Friday, May 25, 2018

Pretty Sure I Covered This Type of Issue Elsewhere in the Maze of 6000 Posts.. But it Still Makes Me Smile

I do not have intimate knowledge of the job role who created the help text on my electric company's website. When I paid my electric bill today, I clicked the Help link and saw what you see to the left. For the sake of this post, I am assuming a technical writer wrote the help text you see.

That said, I do not understand how that technical writer can allow it to exist on the company's public website. It makes me think that either that technical writer doesn't work for the company or doesn't know how to fix it.

I'll hope for the first option, but suspect the second.

This is what I see:
  1. The purple rectangles are fine. 
  2. The red rectangles indicate that there is not a definition for
    ol li li that has indentation.
  3. The green rectangle indicates that there is likely an ul instead of a ol under the "Update Stored Account" heading.
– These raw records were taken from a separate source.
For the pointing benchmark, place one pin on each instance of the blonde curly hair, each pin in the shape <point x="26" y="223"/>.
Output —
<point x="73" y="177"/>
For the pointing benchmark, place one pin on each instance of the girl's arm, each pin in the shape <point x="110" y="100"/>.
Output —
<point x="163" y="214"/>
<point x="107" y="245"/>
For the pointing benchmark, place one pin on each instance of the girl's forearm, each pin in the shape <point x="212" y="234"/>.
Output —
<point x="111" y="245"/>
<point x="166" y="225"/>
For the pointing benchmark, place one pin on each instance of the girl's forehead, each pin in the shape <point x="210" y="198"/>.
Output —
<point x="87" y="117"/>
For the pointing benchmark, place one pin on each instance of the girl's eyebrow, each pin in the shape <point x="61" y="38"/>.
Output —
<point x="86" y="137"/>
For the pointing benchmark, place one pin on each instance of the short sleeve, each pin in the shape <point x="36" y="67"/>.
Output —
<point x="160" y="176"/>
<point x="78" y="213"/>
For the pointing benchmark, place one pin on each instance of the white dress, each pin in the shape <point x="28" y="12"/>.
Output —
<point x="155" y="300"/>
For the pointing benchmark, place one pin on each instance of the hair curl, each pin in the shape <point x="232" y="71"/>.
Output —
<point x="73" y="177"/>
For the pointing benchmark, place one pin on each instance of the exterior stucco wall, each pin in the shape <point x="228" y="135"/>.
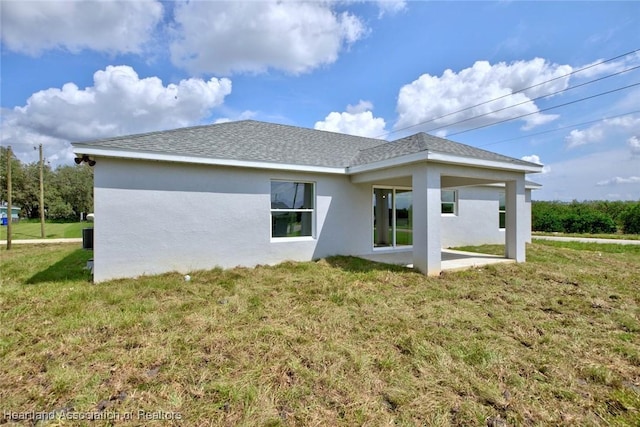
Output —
<point x="155" y="217"/>
<point x="477" y="219"/>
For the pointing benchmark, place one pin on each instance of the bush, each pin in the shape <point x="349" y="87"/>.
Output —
<point x="631" y="219"/>
<point x="61" y="211"/>
<point x="575" y="217"/>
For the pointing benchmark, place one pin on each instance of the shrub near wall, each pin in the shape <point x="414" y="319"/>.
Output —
<point x="586" y="217"/>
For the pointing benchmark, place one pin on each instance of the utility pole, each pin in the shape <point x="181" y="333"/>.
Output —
<point x="41" y="194"/>
<point x="9" y="208"/>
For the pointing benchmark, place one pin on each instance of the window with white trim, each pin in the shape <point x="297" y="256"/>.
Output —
<point x="502" y="210"/>
<point x="449" y="201"/>
<point x="292" y="209"/>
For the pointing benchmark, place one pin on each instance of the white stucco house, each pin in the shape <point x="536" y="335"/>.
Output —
<point x="247" y="193"/>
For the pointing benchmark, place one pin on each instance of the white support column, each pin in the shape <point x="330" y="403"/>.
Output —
<point x="516" y="221"/>
<point x="426" y="220"/>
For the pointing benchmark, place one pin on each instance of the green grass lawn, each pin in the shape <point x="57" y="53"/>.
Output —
<point x="619" y="236"/>
<point x="27" y="229"/>
<point x="341" y="341"/>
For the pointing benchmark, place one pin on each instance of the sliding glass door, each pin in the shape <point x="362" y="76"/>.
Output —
<point x="392" y="219"/>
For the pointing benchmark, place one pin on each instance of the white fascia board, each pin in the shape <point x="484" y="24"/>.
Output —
<point x="502" y="184"/>
<point x="482" y="163"/>
<point x="136" y="155"/>
<point x="389" y="163"/>
<point x="443" y="158"/>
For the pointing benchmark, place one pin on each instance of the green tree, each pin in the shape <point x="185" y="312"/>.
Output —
<point x="631" y="219"/>
<point x="74" y="186"/>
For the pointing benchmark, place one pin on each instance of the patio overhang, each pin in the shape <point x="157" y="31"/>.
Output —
<point x="428" y="178"/>
<point x="451" y="260"/>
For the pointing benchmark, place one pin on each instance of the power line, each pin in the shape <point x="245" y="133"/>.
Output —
<point x="511" y="93"/>
<point x="533" y="99"/>
<point x="560" y="128"/>
<point x="546" y="109"/>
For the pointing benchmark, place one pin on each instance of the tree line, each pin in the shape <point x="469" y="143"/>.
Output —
<point x="68" y="190"/>
<point x="586" y="217"/>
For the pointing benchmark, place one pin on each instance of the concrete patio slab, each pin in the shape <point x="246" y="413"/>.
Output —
<point x="452" y="260"/>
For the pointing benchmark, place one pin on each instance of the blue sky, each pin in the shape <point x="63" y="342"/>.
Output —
<point x="81" y="70"/>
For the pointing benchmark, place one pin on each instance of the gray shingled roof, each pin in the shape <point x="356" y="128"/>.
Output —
<point x="425" y="142"/>
<point x="251" y="140"/>
<point x="247" y="140"/>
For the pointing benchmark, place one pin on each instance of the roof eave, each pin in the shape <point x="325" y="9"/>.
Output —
<point x="483" y="163"/>
<point x="444" y="158"/>
<point x="81" y="149"/>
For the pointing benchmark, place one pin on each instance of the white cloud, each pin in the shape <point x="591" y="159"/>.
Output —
<point x="606" y="130"/>
<point x="584" y="177"/>
<point x="430" y="97"/>
<point x="226" y="37"/>
<point x="634" y="145"/>
<point x="119" y="103"/>
<point x="619" y="180"/>
<point x="357" y="120"/>
<point x="599" y="68"/>
<point x="534" y="158"/>
<point x="32" y="27"/>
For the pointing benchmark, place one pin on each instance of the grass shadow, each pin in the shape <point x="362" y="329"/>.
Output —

For me, it would be a very simple job to fix the HTML code.

What I wonder about is whether that technical writer even viewed their code in a browser prior to publishing it or routing it to someone else to publish it. In either scenario, the HTML code is wrong. 
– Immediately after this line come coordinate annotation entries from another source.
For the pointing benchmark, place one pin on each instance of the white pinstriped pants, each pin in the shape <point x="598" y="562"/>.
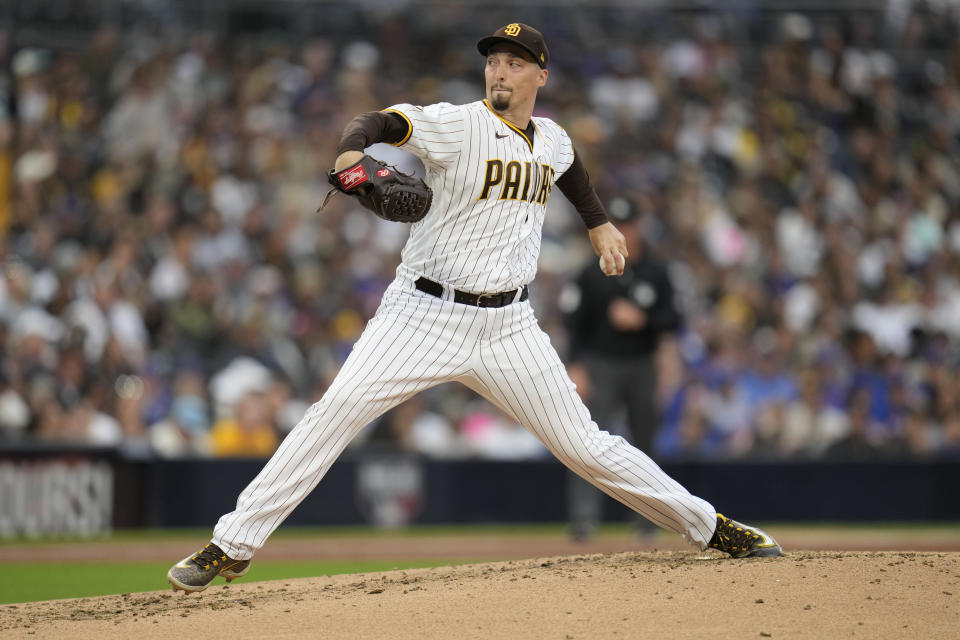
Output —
<point x="416" y="341"/>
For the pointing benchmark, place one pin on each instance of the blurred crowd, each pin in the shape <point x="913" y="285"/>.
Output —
<point x="168" y="287"/>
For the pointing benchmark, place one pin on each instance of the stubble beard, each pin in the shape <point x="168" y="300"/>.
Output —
<point x="500" y="102"/>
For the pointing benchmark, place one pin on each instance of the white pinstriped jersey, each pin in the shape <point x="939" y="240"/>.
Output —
<point x="482" y="234"/>
<point x="490" y="188"/>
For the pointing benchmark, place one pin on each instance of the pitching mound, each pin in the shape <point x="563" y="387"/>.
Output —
<point x="676" y="594"/>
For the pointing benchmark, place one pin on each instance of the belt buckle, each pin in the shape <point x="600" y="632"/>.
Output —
<point x="483" y="297"/>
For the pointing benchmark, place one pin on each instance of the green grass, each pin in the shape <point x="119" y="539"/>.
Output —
<point x="28" y="582"/>
<point x="300" y="533"/>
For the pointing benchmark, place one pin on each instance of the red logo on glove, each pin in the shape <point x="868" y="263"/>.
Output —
<point x="352" y="177"/>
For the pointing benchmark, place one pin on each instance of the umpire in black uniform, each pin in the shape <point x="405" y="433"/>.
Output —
<point x="615" y="327"/>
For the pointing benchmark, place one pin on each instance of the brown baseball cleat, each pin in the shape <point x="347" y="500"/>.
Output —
<point x="196" y="572"/>
<point x="742" y="541"/>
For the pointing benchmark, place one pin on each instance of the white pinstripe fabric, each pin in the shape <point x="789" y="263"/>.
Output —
<point x="475" y="244"/>
<point x="416" y="341"/>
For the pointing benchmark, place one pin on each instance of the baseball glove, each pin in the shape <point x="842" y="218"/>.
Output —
<point x="392" y="195"/>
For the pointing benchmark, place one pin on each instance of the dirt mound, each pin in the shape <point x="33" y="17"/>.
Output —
<point x="676" y="594"/>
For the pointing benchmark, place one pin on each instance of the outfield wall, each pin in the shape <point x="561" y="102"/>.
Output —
<point x="90" y="491"/>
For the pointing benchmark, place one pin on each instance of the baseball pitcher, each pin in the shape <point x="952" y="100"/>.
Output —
<point x="458" y="308"/>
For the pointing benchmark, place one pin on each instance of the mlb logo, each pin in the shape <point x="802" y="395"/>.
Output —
<point x="353" y="177"/>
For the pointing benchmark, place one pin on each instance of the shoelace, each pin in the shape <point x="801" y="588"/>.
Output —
<point x="208" y="556"/>
<point x="733" y="538"/>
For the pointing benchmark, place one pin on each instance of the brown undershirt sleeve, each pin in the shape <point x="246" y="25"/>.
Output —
<point x="575" y="185"/>
<point x="372" y="127"/>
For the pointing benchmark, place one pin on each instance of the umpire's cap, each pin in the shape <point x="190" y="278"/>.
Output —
<point x="519" y="34"/>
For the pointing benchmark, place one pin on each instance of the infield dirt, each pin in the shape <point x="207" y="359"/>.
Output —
<point x="647" y="594"/>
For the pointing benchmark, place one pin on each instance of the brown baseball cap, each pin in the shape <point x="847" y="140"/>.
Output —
<point x="522" y="35"/>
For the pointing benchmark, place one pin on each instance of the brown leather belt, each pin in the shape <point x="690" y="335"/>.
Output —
<point x="500" y="299"/>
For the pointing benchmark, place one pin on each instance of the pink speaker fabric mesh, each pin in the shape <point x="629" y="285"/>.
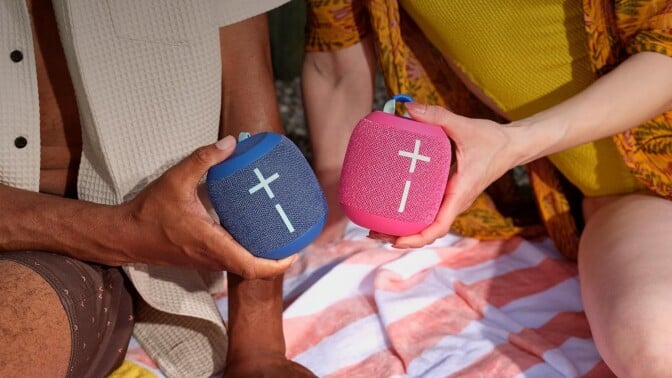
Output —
<point x="375" y="175"/>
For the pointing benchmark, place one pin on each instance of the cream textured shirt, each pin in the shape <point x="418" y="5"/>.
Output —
<point x="147" y="75"/>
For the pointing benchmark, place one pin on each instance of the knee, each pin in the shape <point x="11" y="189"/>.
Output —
<point x="648" y="357"/>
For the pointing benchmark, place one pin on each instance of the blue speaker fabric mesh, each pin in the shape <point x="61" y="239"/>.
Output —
<point x="254" y="219"/>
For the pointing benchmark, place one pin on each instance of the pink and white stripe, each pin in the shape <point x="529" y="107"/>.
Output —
<point x="458" y="308"/>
Well, first of all, the HTML code of that page is absolutely hideous! No one should be using [b][i]Title[/i][/b] instead of a h (heading style). If you look really close, you'll notice that instead of putting the "heading" in a p (paragraph) tag, the author used a br (break) tag to achieve the desired formatting. It's very ugly.
I learned HTML on my own by reading various websites and investigation of cool-looking websites. When I was trying to learn all about WinHelp files, first, I would seek out WinHelp files that I could download, and second, I would use the Help Workshop .exe file and decompile the WinHelp file and then look at how to incorporate what the Technical Writer did originally. I applied that same type of logic to when I was tasked with writing the help text in HTML pages for a system called "EBPP" which may or may not even exist. I had to figure out what to do on my own and, to do that, I downloaded many HTML pages with really cool visuals that I wanted to incorporate. I took that ugly source code and dumped it into Dreamweaver, then cleaned up the code. Of course I think my cleaned up web page is much better than the original.